Kubernetes Identity Aware Policies
Motivation
Tetragon is configured via TracingPolicies. Broadly speaking, TracingPolicies define what situations Tetragon should react to and how. The what can be, for example, specific system calls with specific argument values. The how defines what action the Tetragon agent should perform when the specified situation occurs. The most common action is generating an event, but there are others (e.g., returning an error without executing the function or killing the corresponding process).
Here, we discuss how to apply tracing policies only on a subset of pods running on the system via the followings mechanisms:
- namespaced policies
- pod-label filters
- container field filters
Tetragon implements these mechanisms in-kernel via eBPF. This is important for both observability and enforcement use-cases.
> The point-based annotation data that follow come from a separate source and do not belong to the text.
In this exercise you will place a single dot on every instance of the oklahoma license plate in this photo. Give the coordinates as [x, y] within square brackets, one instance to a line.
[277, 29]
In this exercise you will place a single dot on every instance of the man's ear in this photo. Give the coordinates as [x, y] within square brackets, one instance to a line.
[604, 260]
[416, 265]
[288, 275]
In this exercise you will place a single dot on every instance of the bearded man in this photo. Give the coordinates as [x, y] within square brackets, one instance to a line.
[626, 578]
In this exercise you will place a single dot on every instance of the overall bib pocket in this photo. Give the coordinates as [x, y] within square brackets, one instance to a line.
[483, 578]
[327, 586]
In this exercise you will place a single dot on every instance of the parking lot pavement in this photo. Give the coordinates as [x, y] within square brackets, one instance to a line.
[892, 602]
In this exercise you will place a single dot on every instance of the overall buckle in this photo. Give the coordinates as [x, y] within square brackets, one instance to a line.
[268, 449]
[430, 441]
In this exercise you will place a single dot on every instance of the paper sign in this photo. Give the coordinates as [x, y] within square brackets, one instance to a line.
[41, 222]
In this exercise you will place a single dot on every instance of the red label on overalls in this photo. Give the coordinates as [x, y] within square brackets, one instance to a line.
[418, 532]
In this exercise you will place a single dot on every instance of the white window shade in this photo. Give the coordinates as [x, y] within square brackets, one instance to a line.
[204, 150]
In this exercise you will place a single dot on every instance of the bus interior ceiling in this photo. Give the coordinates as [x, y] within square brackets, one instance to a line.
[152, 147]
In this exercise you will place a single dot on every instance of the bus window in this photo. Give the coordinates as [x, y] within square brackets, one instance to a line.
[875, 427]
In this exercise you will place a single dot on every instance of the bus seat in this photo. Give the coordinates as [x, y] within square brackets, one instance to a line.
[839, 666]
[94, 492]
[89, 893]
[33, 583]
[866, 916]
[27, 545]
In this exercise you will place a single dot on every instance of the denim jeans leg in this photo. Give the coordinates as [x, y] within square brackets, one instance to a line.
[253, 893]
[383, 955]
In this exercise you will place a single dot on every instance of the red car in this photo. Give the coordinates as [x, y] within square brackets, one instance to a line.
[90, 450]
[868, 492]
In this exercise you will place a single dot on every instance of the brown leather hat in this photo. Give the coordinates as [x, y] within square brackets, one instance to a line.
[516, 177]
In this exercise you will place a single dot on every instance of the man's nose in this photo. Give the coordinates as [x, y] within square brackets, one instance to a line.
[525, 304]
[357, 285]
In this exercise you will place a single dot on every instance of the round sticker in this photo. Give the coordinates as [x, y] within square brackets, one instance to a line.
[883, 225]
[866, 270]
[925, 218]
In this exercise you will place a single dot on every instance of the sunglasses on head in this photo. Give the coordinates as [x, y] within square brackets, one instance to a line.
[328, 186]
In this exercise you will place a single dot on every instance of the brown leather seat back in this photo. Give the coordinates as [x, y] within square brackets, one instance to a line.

For observability, copying only the relevant events from kernel- to user-space reduces overhead. For enforcement, performing the enforcement action in the kernel avoids the race-condition of doing it in user-space. For example, let us consider the case where we want to block an application from performing a system call. Performing the filtering in-kernel means that the application will never finish executing the system call, which is not possible if enforcement happens in user-space (after the fact).
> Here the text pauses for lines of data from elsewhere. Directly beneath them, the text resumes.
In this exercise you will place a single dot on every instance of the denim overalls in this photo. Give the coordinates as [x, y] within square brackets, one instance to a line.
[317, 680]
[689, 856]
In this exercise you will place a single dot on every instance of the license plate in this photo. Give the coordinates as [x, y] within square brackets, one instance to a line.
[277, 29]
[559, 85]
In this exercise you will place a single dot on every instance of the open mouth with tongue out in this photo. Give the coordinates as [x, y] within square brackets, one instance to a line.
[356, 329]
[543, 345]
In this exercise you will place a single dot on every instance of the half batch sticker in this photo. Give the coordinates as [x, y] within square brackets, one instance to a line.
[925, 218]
To ensure that namespaced tracing policies are always correctly applied, Tetragon needs to perform actions before containers start executing. Tetragon supports this via OCI runtime hooks. If such hooks are not added, Tetragon will apply policies in a best-effort manner using information from the k8s API server.
Namespace filtering
For namespace filtering we use TracingPolicyNamespaced which has the same contents as a
TracingPolicy, but it is defined in a specific namespace and it is only applied to pods of that
namespace.
Pod label filters
For pod label filters, we use the PodSelector field of tracing policies to select the pods that
the policy is applied to.
Container field filters
For container field filters, we use the containerSelector field of tracing policies to select the containers that the policy is applied to. At the moment, the only supported fields are name and repo which refers to the container repository.
Host workload filters
To filter host workloads we use the hostSelector field of tracing policies to select if a policy
should be applied to host workloads or not. For now this only supports {} to match all host workloads
and null to match none of the host workloads.
TracingPolicyNamespaced can only apply to Pods within a specific
Kubernetes namespace, any non-null hostSelector will trigger an error.
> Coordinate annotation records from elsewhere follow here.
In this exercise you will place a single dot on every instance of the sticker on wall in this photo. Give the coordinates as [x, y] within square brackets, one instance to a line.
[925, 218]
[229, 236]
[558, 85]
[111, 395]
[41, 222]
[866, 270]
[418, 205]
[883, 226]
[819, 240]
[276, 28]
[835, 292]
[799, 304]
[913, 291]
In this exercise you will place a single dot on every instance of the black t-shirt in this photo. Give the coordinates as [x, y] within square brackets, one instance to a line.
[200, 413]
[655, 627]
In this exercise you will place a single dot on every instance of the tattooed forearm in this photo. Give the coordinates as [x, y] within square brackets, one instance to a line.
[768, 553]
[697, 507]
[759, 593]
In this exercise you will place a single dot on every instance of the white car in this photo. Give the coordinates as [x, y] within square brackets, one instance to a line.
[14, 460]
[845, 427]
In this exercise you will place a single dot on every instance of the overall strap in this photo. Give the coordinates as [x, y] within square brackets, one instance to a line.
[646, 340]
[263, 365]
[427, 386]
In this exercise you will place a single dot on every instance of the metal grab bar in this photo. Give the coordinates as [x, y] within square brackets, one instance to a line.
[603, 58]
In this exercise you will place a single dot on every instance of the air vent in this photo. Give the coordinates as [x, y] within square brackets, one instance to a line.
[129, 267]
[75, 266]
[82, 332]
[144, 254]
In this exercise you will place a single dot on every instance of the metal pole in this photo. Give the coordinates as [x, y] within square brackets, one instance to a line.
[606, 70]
Based on these, the user can choose on which workloads does a policy apply.
Node filtering
The selectors above (podSelector, containerSelector, hostSelector) filter
which workloads a policy applies to; the policy is still loaded by the
Tetragon agent on every node. To restrict policy loading to specific nodes, use
the nodeSelector field.
nodeSelector is a standard Kubernetes label selector matched against the
labels of the node each Tetragon agent runs on. An agent loads the policy only
when its own node’s labels match. This is useful for policies that are
expensive, noisy, or only relevant on a subset of nodes — for example GPU
nodes, a specific architecture or OS, or a canary node pool.
Unlike hostSelector, arbitrary matchLabels and matchExpressions are
supported. If nodeSelector is empty ({}) or omitted, the policy is loaded on
all nodes, preserving the default behavior. nodeSelector is supported on both
TracingPolicy and TracingPolicyNamespaced.
The following example loads the policy only on nodes labeled nodepool: gpu
with an amd64 architecture:
spec:
nodeSelector:
matchLabels:
nodepool: gpu
matchExpressions:
- key: kubernetes.io/arch
operator: In
values:
- amd64
kprobes:
When a node is relabeled at runtime, each agent re-evaluates its policies and loads or unloads them accordingly.
nodeSelector is evaluated by the Tetragon agent against the Kubernetes node it
runs on, so it only applies to policies managed through the Kubernetes API
(TracingPolicy and TracingPolicyNamespaced). Policies loaded directly from a
file or through the gRPC API are not subject to nodeSelector.
nodeSelector
fails open so a transient error never silently drops a policy.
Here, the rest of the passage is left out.